Every letter counts: new research on New Mexican Spanish pronunciation
October 20, 2023 - Savannah Peat
Me-muh-ry or mem-ry (memory), fa-muh-ly or fam-ly (family), ce-luh-ry or cel-ry (celery), and so on – there are different ways to pronounce words. Across languages, linguists spend a lot of time figuring out what it is about the way that we use language that predicts when speakers produce certain words.
UNM Ph.D. Linguistics student and Joseph Greenberg Fellow Sarah Lease has just published research that contributes to answering this question.
“I think this study for me was a great way to kind of dip my toes into working on this question and simultaneously being able to provide to the field of New Mexican Spanish information on a new variable,” Lease said.
Lease has just released the article A usage-based account of paragogic /e/ in 20th century New Mexican Spanish in Studies in Hispanic and Lusophone Linguistics. She aimed to pinpoint variables that predict when New Mexican Spanish speakers produce a hallmark feature of this dialect and when they don’t.

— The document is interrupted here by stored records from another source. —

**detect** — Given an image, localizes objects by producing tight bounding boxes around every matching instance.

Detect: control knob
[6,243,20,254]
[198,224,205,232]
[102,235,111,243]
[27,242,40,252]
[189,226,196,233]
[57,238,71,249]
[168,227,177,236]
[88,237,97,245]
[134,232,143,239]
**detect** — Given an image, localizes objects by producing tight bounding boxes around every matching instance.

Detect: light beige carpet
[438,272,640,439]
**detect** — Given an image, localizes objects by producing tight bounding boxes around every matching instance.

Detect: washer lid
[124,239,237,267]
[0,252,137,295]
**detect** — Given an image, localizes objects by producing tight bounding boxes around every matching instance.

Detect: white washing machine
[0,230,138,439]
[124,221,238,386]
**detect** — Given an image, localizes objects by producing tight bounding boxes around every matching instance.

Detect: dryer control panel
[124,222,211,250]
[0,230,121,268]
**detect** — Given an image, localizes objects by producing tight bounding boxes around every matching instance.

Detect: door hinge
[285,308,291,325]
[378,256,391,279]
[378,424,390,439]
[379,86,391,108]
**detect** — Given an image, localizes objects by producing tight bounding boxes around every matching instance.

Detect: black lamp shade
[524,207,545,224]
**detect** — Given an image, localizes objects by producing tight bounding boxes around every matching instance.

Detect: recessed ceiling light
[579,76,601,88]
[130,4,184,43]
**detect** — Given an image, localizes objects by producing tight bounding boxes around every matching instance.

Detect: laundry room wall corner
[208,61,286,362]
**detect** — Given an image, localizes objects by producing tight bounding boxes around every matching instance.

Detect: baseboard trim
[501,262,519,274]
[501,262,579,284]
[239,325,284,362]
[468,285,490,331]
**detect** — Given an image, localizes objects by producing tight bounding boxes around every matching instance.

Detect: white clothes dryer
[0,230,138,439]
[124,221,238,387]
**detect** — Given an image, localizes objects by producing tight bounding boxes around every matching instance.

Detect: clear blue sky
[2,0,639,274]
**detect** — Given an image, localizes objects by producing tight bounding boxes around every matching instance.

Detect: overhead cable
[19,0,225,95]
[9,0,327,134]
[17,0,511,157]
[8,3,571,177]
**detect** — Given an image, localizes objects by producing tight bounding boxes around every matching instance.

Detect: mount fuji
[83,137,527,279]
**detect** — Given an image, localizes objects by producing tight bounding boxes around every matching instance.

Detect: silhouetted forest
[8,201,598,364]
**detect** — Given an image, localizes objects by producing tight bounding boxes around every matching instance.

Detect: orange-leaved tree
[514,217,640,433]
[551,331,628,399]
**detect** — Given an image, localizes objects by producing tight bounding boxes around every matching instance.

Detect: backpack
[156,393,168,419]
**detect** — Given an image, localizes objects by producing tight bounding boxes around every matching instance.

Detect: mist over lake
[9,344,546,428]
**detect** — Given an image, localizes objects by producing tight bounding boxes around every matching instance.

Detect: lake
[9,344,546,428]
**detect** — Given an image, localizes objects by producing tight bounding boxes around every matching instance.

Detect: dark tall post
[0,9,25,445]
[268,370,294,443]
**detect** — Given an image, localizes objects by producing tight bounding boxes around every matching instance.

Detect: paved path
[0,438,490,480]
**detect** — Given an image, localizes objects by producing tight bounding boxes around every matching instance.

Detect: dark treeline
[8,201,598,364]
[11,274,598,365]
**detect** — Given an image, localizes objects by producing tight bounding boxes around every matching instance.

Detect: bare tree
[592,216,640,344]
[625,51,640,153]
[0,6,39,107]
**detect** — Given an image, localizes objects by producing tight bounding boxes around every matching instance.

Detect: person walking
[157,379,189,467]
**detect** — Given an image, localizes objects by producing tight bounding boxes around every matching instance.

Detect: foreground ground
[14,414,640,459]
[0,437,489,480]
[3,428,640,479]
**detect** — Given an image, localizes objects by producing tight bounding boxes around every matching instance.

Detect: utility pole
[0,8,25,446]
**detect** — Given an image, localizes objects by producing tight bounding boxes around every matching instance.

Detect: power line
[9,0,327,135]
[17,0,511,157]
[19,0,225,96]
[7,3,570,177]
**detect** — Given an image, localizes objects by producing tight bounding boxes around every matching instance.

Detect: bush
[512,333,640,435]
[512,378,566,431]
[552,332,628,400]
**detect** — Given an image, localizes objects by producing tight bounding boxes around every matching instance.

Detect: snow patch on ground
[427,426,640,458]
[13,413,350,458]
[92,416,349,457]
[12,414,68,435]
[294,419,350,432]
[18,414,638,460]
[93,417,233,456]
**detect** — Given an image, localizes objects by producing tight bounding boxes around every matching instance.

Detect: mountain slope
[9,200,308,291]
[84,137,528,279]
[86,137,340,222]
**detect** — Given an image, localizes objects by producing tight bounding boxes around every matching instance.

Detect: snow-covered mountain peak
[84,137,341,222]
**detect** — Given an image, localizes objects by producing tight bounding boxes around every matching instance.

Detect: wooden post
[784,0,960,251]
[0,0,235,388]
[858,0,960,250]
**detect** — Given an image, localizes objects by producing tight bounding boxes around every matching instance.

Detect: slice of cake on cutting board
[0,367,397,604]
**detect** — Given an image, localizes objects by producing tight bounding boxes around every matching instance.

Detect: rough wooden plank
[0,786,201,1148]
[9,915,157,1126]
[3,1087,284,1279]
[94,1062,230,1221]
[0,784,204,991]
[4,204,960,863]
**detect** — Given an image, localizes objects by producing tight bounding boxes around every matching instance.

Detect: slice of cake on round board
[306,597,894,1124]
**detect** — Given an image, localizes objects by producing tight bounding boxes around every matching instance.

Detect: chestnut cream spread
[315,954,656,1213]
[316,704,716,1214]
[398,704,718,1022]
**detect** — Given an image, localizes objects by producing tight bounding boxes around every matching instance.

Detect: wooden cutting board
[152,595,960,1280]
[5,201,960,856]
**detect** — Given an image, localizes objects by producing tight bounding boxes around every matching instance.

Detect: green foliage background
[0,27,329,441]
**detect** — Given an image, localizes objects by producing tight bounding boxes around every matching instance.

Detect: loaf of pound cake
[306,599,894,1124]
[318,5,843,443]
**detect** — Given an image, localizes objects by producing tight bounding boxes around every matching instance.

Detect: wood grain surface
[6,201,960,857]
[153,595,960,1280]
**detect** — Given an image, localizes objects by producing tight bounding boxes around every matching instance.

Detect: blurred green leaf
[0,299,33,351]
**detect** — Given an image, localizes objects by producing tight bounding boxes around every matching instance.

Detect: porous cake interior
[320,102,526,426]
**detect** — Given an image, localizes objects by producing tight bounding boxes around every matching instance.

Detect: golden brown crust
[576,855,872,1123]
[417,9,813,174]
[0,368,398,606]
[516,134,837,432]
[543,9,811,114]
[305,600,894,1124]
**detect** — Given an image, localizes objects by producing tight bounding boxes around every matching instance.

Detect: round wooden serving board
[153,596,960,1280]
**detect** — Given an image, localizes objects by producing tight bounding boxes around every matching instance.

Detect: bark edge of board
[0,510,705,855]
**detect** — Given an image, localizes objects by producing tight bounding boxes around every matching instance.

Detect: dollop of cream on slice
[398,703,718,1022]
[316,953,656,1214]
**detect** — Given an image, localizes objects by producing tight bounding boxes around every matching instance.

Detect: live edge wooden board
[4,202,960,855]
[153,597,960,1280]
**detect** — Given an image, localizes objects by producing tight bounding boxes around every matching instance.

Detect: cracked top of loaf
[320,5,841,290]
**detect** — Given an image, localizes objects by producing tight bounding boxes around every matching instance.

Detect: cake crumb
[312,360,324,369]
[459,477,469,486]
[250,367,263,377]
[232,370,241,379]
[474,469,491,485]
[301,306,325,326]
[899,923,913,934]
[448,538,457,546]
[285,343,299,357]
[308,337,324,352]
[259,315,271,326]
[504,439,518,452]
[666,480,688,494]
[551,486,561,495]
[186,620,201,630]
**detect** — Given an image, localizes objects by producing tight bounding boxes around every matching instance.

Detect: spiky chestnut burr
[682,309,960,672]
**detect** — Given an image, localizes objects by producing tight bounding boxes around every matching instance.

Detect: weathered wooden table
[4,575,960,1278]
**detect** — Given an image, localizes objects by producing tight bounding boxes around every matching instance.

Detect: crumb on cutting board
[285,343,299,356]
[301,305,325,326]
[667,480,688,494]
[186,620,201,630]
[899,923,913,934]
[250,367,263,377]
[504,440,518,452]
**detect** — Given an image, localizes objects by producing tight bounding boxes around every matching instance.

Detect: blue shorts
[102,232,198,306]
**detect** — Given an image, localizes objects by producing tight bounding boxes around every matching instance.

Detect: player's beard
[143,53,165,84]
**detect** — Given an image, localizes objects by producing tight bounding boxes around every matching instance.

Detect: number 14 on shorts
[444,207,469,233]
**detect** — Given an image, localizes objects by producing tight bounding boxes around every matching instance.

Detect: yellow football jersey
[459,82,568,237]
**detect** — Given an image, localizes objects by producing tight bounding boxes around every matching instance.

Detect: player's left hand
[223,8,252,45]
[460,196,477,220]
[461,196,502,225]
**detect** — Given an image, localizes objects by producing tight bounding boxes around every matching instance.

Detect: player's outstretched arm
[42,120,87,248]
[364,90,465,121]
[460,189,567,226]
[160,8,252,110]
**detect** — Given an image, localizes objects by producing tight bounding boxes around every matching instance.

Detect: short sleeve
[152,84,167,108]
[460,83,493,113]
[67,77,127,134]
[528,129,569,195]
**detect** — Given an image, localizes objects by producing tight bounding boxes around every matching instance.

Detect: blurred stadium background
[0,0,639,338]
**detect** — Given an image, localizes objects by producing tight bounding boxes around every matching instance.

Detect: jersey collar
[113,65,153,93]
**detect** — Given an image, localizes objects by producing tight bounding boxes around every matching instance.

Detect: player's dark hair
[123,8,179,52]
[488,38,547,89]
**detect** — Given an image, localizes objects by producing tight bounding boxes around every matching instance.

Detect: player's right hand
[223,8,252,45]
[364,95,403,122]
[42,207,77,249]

Similar to the fam-ly versus fa-muh-ly alternation, Lease focused on alternations in words that display paragogic /e/ - the addition of the vowel /e/ at the end of a word. In New Mexican Spanish, this alternation is found in words like rincón and rincone (‘corner’) and leer and leere (‘read.’)
“These are the same exact words for speakers–it’s just two ways of producing these words,” Lease said. “The paragogic /e/ just hasn't received a lot of attention in previous scholarly work, so I was just kind of interested in trying to expand the body of work on New Mexican Spanish by looking at this less studied feature.”
The study focuses on the variable of paragogic /e/ (rincón or rincone ‘corner’) among New Mexican Spanish speakers, which provides an exceptional test case for the consequences of words’ cumulative usage in paragoge’s conditioning contexts.
This follows along with the efforts of other linguists at UNM who strive to preserve and document New Mexican Spanish.
For the project, Lease searched for words that alternated between a paragogic /e/ rincone and non-paragogic-/e/ form rincón in UNM data of New Mexican Spanish that had been compiled by other UNM researchers. These corpora included the New Mexico and Colorado Spanish Survey, the New Mexico Spanish-English Bilingual corpus, and Las Pláticas.